Walker Hatten is also quite problematic when she speaks of gendercide as a specifically “third-world practice” that has spread into the US via immigrants. In the process, she trivializes or renders invisible and inaudible any resistance from within Asian countries to sex selective abortion. She simultaneously obscures the violence against women and girls that is also epidemic in the US culture and contributes to the incidence of abortion there and in many other countries, according to recent scientific literature.

Her argument, like that of many other US abortion opponents, draws, however intentionally or not, upon a centuries-old view of brown, non-Christian, “uncivilized,” “unenlightened” people as uniquely guilty of barbarities against women–and white Christians as their “civilized,” “emlightened” saviors from their misogyny. As if violence against women and girls was not a curse of all religions, cultures, and nations; how else is it that one in three females worldwide has been subjected to gender-based violence?

But her argument, like all too many arguments from US abortion opponents, doesn’t help to abolish female feticide. Such antiabortionists hold one part of humankind responsible while letting another part off the hook, or off too lightly. And their accusation that feminists don’t care cuts off the possibilities of cooperative action with feminists, whether prolife or prochoice, who do care profoundly, and in fact have been seeking and working for much deeper, more decisive solutions than a legal ban for a long time.

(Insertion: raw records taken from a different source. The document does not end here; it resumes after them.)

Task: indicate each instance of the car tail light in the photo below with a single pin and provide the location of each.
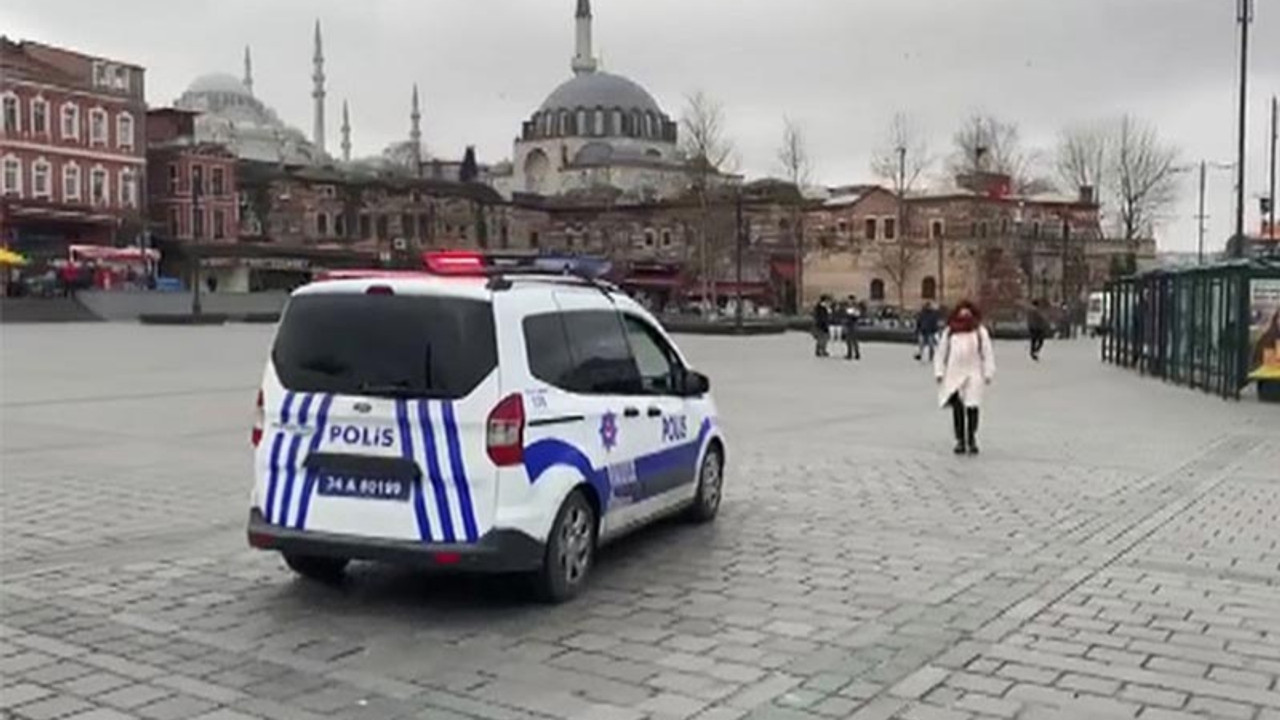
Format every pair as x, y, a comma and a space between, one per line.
504, 432
259, 418
455, 263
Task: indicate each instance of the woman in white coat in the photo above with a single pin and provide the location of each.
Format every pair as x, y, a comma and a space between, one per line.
965, 363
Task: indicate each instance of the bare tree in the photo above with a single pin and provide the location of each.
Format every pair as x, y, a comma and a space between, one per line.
1082, 156
1143, 177
986, 144
794, 156
901, 160
708, 154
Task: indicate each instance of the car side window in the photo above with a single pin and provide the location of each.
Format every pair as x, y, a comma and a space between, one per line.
657, 363
602, 358
548, 351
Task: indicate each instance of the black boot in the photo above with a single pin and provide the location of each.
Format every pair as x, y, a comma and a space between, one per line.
958, 422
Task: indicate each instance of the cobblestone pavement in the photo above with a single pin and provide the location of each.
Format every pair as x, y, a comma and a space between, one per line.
1111, 554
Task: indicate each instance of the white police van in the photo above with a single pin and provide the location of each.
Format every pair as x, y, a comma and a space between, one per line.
490, 414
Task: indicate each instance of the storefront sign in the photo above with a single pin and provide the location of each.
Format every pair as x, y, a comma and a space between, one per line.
1265, 329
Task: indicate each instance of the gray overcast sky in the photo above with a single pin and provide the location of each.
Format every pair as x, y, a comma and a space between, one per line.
839, 67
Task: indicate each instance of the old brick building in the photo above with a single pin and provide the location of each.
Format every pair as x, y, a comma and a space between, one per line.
72, 151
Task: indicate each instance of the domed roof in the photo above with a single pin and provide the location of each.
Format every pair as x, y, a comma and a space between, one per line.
600, 90
219, 82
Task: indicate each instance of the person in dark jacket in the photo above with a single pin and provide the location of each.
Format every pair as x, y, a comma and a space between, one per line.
1037, 326
822, 326
927, 331
850, 317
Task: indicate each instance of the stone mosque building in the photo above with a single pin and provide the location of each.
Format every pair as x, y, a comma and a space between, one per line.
594, 131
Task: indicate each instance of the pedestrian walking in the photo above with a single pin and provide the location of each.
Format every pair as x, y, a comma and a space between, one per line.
1038, 327
964, 365
821, 326
927, 331
850, 318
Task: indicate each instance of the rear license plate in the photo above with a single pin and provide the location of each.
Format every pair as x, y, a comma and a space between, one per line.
360, 487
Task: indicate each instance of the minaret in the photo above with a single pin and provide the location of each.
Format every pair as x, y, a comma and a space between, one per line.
415, 132
346, 133
584, 62
318, 91
248, 71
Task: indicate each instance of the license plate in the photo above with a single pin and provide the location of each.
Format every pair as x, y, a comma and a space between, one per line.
360, 487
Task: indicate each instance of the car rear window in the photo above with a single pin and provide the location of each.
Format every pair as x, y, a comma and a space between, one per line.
385, 345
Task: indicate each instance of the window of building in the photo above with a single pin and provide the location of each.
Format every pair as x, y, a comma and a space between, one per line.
71, 121
124, 131
71, 182
99, 192
929, 288
12, 114
40, 115
41, 182
97, 126
128, 188
10, 181
877, 290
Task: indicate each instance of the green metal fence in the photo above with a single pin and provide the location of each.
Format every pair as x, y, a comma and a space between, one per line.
1189, 327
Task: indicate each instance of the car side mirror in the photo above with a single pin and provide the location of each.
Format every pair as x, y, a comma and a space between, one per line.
694, 383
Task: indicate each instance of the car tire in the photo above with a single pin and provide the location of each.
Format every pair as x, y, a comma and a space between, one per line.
328, 570
711, 487
570, 551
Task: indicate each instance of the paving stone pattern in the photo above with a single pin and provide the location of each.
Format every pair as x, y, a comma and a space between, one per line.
1111, 554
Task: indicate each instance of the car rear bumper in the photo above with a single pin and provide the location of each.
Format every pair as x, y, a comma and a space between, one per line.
498, 551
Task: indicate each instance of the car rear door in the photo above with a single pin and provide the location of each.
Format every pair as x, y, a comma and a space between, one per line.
376, 406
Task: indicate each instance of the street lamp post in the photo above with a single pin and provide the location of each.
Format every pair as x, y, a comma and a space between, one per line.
1244, 16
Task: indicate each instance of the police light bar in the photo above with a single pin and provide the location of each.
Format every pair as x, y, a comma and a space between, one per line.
471, 263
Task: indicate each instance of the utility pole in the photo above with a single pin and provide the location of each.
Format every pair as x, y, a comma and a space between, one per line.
1200, 244
737, 305
1271, 195
1246, 17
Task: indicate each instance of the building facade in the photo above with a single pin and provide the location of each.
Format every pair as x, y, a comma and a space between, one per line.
72, 149
192, 188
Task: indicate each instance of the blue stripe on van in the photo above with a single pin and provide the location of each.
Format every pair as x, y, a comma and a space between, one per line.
424, 527
291, 469
310, 482
433, 468
460, 472
277, 443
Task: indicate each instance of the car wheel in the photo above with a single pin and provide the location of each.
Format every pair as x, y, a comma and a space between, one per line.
711, 486
570, 551
328, 570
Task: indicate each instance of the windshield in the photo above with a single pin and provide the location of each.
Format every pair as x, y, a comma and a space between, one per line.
396, 346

We agree with Walker Hatten, of course, that female feticide is horrifying and should be abolished. We also believe that unless prenatal lives are generally treated as if they have inherent value, it is much more difficult to make a case, whether legal, ethical, or cultural, against aborting one specific group of fetuses.

But we cannot accept her blanket accusations about feminist indifference or complicity, let alone the attitudes regarding race, religion, culture, and nationality that arguments like hers encode, intentionally or not. In fact, if we didn’t care about abolishing gendercide, why would we risk the wrath of the US antiabortion movement as such?